The Shanghai Composite Index lost 0.7% to 3,074.26 and the Nikkei 225 in Tokyo shed 0.1% to 27,873.19.

The Kospi in South Korea fell 1.3% to 2,413.36 and Sydney's S&P-ASX 200 lost 0.1% to 7,143.50.

New Zealand, Bangkok and Indonesia gained while Singapore retreated.

On Friday, Wall Street's benchmark S&P 500 index rose 0.5% to 3,965.34. The Dow Jones Industrial Average added 0.6% to 33,745.69. The Nasdaq composite lost less than 0.1% to 11,146.06.

All the major U.S. indexes ended with a loss for the week after Bullard, president of the St. Louis Federal Reserve Bank, gave a presentation that indicated the Fed's benchmark rate might have to rise to between 5% and 7%. That would be up from its current level of 3.75% to 4% following four hikes of 0.75 percentage points, three times the Fed's usual margin.

Investors worry repeated rate hikes by the Fed and central banks in Asia and Europe this year to cool surging inflation might tip the global economy into recession.

Traders hope signs economic activity is slowing and inflation pressures easing might prompt the Fed to ease off its plans. Fed officials including chair Jerome Powell have warned rates might need to stay high for an extended period to extinguish inflation.

Traders expect the Fed to raise its key rate again at its December meeting but by a smaller margin of 0.5 percentage points.

Big U.S. retailers gained after they reported strong quarterly results and gave investors encouraging financial forecasts. Discount retailer Ross Stores surged 9.9% for the biggest gain among S&P 500 stocks. Shoe seller Foot Locker climbed 8.7% after raising its profit and revenue forecast for the year.

U.S. retail sales rose 1.3% in October in a sign of consumer confidence ahead of Christmas shopping. Still, with inflation high, major retailers say Americans are holding out for sales and refusing to pay full price.

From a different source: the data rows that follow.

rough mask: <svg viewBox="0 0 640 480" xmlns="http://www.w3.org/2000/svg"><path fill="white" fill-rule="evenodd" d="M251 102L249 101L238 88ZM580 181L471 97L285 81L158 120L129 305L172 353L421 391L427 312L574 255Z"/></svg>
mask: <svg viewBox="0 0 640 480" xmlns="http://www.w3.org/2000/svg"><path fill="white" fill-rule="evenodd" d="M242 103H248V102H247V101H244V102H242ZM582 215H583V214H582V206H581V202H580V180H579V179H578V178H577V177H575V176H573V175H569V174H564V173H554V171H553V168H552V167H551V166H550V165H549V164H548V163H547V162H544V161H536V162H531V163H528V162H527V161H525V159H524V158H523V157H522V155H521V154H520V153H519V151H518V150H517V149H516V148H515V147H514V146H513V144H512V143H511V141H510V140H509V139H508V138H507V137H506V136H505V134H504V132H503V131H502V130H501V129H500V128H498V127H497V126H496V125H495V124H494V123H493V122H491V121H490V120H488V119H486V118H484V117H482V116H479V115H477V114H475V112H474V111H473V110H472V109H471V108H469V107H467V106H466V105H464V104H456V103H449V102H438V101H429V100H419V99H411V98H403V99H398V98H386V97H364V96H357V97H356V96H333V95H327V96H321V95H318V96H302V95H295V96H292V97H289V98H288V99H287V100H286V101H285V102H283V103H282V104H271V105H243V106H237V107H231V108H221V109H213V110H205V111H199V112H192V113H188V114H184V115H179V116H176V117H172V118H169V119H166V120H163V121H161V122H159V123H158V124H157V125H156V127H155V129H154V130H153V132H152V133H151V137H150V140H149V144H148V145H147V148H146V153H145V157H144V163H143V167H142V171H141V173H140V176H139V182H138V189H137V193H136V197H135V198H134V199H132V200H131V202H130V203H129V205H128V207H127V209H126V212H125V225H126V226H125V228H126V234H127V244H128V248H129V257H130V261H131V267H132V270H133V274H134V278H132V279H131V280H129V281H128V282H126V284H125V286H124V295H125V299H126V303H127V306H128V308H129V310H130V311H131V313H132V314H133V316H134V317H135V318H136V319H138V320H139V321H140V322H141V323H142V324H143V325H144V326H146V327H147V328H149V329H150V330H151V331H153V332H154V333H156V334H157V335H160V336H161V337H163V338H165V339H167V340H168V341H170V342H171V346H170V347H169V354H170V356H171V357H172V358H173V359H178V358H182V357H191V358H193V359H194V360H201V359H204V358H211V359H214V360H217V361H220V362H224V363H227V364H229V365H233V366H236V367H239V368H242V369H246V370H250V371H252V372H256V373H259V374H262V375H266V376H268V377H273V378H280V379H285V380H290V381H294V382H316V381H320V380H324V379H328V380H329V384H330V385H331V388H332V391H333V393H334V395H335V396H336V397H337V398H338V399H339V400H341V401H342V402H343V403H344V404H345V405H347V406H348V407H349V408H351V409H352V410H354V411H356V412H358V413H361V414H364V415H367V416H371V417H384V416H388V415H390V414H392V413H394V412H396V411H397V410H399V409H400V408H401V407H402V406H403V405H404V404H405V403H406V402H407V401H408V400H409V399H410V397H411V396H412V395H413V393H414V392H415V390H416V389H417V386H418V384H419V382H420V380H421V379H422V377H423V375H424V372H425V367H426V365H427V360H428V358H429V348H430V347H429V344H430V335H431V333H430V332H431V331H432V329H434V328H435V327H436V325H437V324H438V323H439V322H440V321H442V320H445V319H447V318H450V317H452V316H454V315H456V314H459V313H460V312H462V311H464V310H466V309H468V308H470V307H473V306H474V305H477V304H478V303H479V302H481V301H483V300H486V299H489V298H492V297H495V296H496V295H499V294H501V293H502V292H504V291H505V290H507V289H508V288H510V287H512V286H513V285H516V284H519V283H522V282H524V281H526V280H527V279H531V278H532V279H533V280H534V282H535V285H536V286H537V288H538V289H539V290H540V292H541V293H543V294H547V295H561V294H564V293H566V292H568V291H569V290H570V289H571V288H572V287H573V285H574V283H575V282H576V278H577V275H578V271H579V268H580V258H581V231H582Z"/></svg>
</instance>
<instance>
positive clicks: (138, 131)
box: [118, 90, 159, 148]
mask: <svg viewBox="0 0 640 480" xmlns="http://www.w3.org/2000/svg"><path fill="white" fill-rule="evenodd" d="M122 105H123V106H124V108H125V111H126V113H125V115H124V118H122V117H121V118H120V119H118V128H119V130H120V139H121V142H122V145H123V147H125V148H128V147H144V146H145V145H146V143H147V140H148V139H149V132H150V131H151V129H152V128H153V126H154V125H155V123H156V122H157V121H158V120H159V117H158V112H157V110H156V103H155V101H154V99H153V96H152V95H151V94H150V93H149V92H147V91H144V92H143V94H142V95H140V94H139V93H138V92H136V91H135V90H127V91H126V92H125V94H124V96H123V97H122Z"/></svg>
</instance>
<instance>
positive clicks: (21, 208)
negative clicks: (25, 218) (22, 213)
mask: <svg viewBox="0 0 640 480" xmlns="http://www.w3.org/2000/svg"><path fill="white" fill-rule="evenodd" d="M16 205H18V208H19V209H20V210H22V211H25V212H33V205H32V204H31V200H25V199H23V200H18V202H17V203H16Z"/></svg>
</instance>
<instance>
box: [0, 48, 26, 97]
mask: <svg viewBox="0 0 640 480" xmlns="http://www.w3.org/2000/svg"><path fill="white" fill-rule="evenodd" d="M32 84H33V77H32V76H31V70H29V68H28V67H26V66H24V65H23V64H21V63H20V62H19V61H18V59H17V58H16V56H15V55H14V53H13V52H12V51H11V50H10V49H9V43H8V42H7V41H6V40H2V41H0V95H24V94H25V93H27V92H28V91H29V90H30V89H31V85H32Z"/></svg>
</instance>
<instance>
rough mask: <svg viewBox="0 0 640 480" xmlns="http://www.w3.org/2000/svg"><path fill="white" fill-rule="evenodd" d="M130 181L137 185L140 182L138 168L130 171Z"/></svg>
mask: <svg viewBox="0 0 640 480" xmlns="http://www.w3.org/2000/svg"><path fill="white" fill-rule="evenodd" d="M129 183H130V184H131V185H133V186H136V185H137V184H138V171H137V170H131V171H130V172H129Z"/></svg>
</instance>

Health care and financial stocks also gained. UnitedHealth Group rose 2.9% and Charles Schwab added 2.5%.

Energy and communications companies declined. Marathon Oil fell 1.6% amid a broad pullback in energy prices. U.S. crude oil settled 1.9% lower. Live Nation, an entertainment promoter and venue operator, slumped 7.8%.

In energy markets, benchmark U.S. crude lost 74 cents to $79.37 per barrel in electronic trading on the New York Mercantile Exchange. The contract fell $1.56 to $80.08 on Friday. Brent crude, the price basis for international oil trading, sank 90 cents to $86.72 per barrel in London. It slumped $2.16 to $87.62 the previous session.

The dollar rose to 140.42 yen from Friday's 140.36 yen. The euro fell to $1.0295 from $1.0331.